Author : George Woods
Publisher : Amberley Publishing Limited
Page : 157 pages
File Size : 33,22 MB
Release : 2023-09-15
Category : Transportation
ISBN : 1398102024
Previously unpublished images covering a range of different electric-powered traffic on Britain's railways.
Author : Colin J. Marsden
Publisher : Oxford Publishing
Page : 128 pages
File Size : 42,19 MB
Release : 2007-09-27
Category : Transportation
ISBN : 9780860936145
Little is available on Britain's successful AC routes and the stock built for them and with the demise of older types of rolling stock and even the preservation of some samples, this is an appropriate time for a retrospective such as this book.
Author : David Maidment
Publisher : Pen and Sword Transport
Page : 503 pages
File Size : 14,8 MB
Release : 2020-08-30
Category : Transportation
ISBN : 1526739860
An in-depth look at the British railway company’s celebrated class of steam locomotives, with more than three hundred photos.
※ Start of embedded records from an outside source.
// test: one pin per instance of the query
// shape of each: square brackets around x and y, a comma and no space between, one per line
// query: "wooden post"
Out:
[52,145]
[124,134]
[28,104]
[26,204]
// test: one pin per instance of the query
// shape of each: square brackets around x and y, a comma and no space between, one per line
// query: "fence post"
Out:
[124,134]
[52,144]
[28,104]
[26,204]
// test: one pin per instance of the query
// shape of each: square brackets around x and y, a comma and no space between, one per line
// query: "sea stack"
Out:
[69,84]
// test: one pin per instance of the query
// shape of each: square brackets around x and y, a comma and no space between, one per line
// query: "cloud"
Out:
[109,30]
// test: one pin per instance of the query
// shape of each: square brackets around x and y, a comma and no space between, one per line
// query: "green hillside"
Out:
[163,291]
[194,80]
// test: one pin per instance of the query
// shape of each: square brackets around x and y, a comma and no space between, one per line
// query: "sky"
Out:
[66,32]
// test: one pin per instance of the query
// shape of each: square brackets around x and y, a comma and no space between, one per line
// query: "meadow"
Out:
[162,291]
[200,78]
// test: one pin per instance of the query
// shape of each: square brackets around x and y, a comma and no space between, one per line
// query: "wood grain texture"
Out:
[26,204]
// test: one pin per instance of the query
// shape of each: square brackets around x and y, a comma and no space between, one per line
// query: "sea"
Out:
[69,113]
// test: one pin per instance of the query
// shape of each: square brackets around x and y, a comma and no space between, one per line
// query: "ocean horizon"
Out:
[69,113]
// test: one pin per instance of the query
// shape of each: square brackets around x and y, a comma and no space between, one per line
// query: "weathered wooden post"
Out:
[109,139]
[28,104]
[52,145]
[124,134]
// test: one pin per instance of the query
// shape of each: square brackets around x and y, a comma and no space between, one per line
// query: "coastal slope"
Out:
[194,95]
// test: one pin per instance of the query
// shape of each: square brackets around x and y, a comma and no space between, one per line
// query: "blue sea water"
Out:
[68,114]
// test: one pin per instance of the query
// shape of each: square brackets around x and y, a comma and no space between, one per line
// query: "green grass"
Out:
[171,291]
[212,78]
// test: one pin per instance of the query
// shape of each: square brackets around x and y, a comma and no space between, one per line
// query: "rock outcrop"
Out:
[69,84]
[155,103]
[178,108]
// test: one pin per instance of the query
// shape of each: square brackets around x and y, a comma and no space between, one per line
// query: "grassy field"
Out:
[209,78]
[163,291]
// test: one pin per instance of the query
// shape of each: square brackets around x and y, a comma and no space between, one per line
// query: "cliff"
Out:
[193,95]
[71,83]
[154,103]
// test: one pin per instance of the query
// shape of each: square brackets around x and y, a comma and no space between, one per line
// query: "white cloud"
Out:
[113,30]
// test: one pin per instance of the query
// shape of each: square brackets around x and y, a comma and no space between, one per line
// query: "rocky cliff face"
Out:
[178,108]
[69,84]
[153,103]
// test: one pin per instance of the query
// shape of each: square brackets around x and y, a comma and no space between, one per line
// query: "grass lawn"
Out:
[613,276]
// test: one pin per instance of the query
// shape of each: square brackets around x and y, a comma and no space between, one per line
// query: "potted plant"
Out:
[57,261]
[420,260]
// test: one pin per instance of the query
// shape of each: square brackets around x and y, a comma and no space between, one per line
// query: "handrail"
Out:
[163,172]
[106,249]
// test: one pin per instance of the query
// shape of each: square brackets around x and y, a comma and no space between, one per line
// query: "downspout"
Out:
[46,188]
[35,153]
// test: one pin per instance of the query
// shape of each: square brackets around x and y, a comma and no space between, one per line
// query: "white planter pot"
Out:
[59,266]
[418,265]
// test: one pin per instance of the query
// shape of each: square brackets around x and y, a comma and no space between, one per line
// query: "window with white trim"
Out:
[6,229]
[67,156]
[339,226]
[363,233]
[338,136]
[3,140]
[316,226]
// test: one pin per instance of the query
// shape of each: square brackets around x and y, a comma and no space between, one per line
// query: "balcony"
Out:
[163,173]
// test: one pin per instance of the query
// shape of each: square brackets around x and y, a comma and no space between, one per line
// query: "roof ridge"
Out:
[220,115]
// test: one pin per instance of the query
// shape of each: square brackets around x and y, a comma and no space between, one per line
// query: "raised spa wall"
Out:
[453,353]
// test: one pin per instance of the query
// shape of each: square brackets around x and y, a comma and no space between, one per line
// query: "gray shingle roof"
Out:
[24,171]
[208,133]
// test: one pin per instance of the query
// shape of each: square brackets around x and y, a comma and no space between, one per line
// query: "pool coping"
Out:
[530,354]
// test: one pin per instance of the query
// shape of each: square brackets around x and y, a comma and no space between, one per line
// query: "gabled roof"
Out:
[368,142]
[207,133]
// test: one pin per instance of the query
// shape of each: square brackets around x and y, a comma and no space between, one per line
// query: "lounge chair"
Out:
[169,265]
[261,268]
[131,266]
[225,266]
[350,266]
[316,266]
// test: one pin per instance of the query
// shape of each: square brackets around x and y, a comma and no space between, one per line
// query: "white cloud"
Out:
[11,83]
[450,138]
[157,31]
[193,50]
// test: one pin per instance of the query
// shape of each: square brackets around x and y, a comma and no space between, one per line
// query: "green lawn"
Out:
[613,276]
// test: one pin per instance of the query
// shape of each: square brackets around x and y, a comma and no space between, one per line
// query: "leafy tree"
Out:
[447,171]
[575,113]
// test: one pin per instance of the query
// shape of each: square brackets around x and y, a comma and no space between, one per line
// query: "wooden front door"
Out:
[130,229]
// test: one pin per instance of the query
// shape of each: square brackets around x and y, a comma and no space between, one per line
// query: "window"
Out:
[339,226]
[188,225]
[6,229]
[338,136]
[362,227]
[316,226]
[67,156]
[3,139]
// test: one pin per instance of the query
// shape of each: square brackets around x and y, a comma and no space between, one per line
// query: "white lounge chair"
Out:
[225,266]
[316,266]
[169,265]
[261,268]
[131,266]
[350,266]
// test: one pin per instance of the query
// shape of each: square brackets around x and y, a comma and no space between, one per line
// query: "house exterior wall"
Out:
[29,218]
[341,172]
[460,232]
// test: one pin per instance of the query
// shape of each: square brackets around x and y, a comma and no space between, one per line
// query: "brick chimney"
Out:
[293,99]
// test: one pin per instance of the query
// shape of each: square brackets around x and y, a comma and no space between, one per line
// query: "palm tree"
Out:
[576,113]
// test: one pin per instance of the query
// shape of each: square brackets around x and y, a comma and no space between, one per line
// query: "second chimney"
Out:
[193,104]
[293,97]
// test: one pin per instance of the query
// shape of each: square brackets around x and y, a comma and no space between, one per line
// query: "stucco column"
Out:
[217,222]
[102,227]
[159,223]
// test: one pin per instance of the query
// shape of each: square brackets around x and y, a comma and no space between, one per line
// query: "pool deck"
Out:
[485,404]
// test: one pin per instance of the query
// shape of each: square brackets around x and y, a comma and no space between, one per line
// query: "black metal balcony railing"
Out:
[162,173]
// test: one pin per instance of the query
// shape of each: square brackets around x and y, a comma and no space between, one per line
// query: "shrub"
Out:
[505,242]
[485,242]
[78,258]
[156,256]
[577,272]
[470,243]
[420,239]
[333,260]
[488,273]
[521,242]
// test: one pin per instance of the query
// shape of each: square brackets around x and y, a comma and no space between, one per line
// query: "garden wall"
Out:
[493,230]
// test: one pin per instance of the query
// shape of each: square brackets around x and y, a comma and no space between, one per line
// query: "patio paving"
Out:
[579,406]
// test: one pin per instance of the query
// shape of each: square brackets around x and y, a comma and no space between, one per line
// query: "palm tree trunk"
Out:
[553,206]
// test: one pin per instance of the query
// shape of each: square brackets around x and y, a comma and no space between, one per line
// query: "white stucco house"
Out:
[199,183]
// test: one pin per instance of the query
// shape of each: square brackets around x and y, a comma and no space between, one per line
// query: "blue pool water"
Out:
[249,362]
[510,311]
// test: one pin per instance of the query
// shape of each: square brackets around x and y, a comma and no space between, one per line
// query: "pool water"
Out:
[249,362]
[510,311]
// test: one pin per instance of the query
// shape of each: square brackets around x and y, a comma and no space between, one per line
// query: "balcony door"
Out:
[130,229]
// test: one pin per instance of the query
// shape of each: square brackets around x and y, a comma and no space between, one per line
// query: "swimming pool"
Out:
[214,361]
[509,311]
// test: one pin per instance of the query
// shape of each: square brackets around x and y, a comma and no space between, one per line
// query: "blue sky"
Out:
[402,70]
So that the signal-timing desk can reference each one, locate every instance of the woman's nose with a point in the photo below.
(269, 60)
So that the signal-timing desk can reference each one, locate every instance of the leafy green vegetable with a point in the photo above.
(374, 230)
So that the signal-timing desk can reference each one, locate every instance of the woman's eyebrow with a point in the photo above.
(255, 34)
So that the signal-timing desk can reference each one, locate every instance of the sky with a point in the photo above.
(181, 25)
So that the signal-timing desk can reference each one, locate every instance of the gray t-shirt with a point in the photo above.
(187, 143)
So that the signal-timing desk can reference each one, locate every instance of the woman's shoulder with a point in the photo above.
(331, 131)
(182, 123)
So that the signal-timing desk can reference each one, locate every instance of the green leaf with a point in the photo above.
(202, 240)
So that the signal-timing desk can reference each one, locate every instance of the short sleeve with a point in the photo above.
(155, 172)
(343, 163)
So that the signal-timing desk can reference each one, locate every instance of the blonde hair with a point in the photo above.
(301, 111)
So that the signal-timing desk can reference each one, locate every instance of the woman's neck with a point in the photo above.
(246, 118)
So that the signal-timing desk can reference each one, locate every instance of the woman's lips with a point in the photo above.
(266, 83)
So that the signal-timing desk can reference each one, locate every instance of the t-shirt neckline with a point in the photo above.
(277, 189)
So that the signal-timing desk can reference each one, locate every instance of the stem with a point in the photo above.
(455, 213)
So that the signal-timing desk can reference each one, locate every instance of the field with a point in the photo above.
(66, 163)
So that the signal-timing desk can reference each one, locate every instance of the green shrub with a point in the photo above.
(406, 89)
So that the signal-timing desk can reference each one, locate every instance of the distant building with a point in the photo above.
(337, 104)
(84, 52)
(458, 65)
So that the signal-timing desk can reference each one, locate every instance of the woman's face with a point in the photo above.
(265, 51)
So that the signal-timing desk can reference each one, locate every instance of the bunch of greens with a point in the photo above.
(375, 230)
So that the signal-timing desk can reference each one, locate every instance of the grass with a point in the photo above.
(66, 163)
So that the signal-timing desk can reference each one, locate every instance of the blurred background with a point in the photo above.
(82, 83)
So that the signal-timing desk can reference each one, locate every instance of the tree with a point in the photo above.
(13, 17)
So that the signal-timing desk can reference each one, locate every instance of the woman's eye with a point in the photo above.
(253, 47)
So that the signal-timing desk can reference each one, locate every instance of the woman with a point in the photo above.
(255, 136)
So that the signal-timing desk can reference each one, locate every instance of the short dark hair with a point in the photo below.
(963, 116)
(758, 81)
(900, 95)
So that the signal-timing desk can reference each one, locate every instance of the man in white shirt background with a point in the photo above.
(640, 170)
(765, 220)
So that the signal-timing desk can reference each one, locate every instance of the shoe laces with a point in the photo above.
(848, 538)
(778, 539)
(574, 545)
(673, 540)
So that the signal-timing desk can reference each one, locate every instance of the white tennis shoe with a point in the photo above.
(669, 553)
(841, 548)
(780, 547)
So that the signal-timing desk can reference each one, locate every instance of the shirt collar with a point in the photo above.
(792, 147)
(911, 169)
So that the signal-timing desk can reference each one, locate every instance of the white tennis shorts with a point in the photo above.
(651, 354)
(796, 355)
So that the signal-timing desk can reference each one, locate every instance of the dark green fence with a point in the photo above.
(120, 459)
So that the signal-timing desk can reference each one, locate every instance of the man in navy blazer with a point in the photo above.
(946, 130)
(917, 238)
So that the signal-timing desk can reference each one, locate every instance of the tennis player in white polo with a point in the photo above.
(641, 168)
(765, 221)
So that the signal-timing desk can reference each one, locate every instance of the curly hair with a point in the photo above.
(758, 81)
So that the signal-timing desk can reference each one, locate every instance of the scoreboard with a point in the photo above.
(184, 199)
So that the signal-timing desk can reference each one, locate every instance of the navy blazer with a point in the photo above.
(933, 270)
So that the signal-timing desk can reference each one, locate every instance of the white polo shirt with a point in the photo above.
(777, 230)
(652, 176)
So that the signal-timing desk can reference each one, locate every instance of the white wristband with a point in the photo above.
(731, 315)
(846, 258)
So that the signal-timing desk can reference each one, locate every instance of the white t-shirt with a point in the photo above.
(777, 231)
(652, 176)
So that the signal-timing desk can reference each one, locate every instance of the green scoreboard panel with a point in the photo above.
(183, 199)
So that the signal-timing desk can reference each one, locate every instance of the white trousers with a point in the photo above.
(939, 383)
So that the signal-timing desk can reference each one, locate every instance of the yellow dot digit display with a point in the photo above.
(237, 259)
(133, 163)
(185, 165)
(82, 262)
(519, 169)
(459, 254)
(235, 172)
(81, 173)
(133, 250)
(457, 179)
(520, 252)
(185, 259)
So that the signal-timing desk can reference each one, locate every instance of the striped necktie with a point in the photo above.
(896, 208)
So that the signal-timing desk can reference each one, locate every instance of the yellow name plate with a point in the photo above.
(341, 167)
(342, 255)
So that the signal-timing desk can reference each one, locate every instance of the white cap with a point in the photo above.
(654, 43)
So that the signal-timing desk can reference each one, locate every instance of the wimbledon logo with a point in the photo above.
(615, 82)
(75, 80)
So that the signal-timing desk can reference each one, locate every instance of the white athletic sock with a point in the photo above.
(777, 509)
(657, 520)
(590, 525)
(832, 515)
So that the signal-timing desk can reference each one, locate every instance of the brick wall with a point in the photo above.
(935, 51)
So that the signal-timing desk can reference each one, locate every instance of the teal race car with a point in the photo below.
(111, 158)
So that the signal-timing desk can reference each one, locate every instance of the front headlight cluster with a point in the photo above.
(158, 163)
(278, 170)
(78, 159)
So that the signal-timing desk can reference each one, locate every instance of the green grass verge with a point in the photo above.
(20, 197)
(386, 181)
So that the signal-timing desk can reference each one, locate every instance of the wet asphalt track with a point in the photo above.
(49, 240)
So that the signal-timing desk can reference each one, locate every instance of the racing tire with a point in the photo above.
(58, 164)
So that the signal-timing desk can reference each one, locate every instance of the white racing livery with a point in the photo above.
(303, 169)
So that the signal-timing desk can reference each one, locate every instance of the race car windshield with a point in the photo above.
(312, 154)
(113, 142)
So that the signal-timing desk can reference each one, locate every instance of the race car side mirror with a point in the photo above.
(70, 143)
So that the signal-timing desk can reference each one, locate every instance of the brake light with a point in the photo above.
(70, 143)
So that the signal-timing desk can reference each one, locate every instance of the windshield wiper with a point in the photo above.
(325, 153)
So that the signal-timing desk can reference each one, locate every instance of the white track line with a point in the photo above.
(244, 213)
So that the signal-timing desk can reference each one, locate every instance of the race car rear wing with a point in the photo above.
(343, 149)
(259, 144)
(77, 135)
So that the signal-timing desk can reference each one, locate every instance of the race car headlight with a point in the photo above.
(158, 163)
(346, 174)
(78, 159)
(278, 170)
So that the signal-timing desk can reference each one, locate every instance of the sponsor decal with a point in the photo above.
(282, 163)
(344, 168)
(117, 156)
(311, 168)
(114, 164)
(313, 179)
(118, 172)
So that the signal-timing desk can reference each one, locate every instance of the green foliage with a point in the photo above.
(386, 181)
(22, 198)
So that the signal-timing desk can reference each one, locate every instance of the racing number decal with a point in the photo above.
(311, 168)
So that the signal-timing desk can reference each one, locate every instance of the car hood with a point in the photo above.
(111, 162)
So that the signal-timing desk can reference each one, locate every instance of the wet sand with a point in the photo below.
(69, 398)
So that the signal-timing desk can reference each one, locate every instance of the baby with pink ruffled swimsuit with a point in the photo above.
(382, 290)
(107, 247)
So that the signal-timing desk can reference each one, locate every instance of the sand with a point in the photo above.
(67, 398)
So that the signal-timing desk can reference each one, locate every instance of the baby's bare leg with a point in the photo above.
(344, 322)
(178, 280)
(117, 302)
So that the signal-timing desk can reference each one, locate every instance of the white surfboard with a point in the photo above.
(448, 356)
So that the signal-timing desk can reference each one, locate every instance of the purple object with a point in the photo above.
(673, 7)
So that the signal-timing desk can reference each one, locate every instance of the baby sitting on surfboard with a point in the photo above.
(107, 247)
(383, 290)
Built by Collett in 1927 after pressure to restore the Great Western Railway’s pre-eminence in motive power and cope with increasing postwar traffic to Devon and Cornwall holiday resorts, the thirty Kings were the final development of the Churchward Stars and the 1923 Castles and remained on top-link main line duty until their final replacement by the ‘Western’ class 52 diesel hydraulics in 1962. This book includes an insight into the thinking of some of Collett’s senior staff at the end of the 1930s and the eventual transformation in the latter years with redraughting and double chimneys. As well as describing their design and construction, the book comprehensively covers their operation and performance, backed up by many recorded logs on all main GW/WR routes over which they were permitted. The author had close experience of the class when working at Old Oak Common between 1957 and 1962, and includes a chapter of his experiences with them, including many footplate trips (as a management trainee, he was greeted with glee by firemen who would hand him the shovel). The book also includes over 300 photographs, one hundred of them in color.